Sampling Distributions
Populations follow distributions, which are likelihoods of values we expect to see. Not to be confused with an individual sample, a sampling distribution is the distribution of a particular statistic (mean, median, etc) across multiple repeated samples of the same size from the same population.
But what effect does sampling have on what you can infer that from your population?
Does the ratio of “4 out of 5 dentists” that recommend something extrapolate to all dentists or would it be more accurate to say “4 out of the 5 dentists that we asked”?
Ex: Coin Flipping
There’s no real “population” of coin flips– you can perform the flip an infinite number of times, so it’d be impossible to gather all values and calculate the true population parameters. Nevertheless, we know that the distribution of a fair coin is 50⁄50.
But, for the sake of argument, say you only flipped one coin and recored that it landed on heads. That heads result obviously doesn’t extrapolate to every other coin. Or to put it differently, we can’t then infer that the “probability of getting heads is 100%,” based on the result of our one coin-flip.
Simulating a Lot of Coin Flips
Here, let’s assign the value 1
to any coin that lands on heads, and 0
for tails.
import numpy as np
%pylab inline
Populating the interactive namespace from numpy and matplotlib
So we have a function that will give the sample proportion of a coin that was flipped n
times
def coinflip_prop(n):
return np.random.randint(2, size=n).mean()
coinflip_prop(10)
0.40000000000000002
And build a way to sample that flip multiple times
def samples_of_coinflips(samples, nFlips):
return np.array([coinflip_prop(nFlips) for x in range(samples)])
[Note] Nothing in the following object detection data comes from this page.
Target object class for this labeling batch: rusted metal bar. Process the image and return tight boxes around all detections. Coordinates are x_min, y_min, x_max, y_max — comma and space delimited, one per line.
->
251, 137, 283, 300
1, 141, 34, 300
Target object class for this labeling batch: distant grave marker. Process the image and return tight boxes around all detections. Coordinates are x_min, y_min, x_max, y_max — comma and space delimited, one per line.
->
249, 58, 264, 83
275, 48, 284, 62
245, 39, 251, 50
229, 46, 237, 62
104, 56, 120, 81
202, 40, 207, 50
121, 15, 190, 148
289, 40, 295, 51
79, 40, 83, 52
samples_of_coinflips(5, 10)
array([ 0.5, 0.6, 0.3, 0.5, 0.4])
A Few Samples
We can take a look at what happens to the distribution of results, when we monitor the sample proportion.
For 25 samples of “fair coin flipped 10 times”, we get
tenFlips = samples_of_coinflips(25, 10)
_ = plt.hist(tenFlips, range=(0, 1))
tenFlips.mean(), tenFlips.std()
(0.436, 0.18736061485808589)
And again
tenFlips = samples_of_coinflips(25, 10)
_ = plt.hist(tenFlips, range=(0, 1))
tenFlips.mean(), tenFlips.std()
(0.47599999999999992, 0.110562199688682)
Big Sample Size
Whereas if we did 1000 flips, 25 times, we see that the average value for all flips is perfectly centered around the value we expect, .5
thousandFlips = samples_of_coinflips(25, 1000)
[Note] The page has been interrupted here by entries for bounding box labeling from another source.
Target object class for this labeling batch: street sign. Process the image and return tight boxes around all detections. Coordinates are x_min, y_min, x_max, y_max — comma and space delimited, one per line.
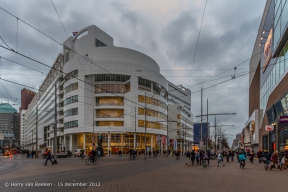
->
265, 125, 274, 131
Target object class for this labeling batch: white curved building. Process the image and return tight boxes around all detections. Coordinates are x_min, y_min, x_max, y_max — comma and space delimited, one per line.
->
25, 25, 193, 153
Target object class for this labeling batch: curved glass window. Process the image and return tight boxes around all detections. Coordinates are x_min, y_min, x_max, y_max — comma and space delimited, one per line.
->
138, 107, 167, 120
95, 83, 130, 94
138, 120, 167, 130
96, 97, 124, 106
96, 109, 124, 118
95, 74, 130, 82
64, 82, 78, 93
138, 95, 167, 110
96, 121, 124, 127
64, 95, 78, 106
64, 120, 78, 129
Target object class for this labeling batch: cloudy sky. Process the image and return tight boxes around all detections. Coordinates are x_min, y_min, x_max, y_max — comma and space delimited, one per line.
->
0, 0, 265, 142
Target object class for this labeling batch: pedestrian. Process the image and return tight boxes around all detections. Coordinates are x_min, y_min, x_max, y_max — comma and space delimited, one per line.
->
44, 149, 54, 166
230, 150, 235, 162
217, 152, 225, 167
196, 152, 200, 165
261, 150, 271, 171
190, 150, 195, 165
257, 149, 262, 163
225, 149, 229, 163
186, 150, 191, 166
119, 150, 122, 158
270, 150, 282, 171
250, 150, 255, 163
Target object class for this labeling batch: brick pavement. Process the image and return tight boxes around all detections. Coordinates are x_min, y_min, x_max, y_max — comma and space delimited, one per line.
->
0, 156, 288, 192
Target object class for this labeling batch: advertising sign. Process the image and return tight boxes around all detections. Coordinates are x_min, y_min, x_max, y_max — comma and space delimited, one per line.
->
279, 116, 288, 123
265, 125, 274, 131
263, 28, 273, 73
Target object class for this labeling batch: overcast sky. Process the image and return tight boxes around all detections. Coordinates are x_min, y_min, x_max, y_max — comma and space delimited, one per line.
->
0, 0, 266, 142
_ = plt.hist(thousandFlips, range=(0, 1))
thousandFlips.mean(), thousandFlips.std()
(0.50087999999999999, 0.013865987162838432)
Thus, the larger your sample size, the less variability in your sampling distribution
A Lot of Samples
Conversely, if we only ever look at 10 flips at a time, but repeat that sample thousands of times
tenFlips = samples_of_coinflips(250000, 10)
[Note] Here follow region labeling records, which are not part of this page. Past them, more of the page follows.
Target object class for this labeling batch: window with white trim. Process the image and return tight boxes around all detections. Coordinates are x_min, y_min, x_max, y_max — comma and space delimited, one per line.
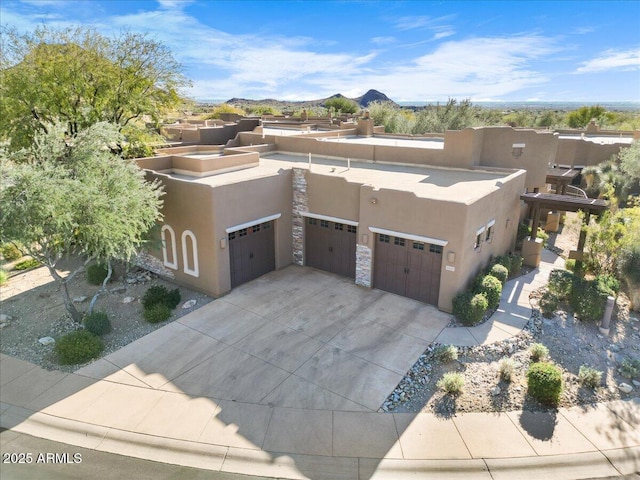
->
182, 230, 200, 277
160, 225, 178, 270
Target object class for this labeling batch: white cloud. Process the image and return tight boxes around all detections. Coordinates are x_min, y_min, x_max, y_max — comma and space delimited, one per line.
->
576, 48, 640, 73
_ = plt.hist(tenFlips, range=(0, 1))
tenFlips.mean(), tenFlips.std()
(0.4997975999999999, 0.15809452563020646)
we find that the sampling distribution starts to look like a normal curve
A Lot of Both
Indeed, when we take a ton of samples, each sampling a lot of coin flips, we can see that the distribution of the sample mean follows a normal distribution
import pandas as pd
hundredFlips = samples_of_coinflips(250000, 100)
pd.Series(hundredFlips).plot(kind='density')
hundredFlips.mean(), hundredFlips.std()
(0.50011791999999988, 0.049848230609256333)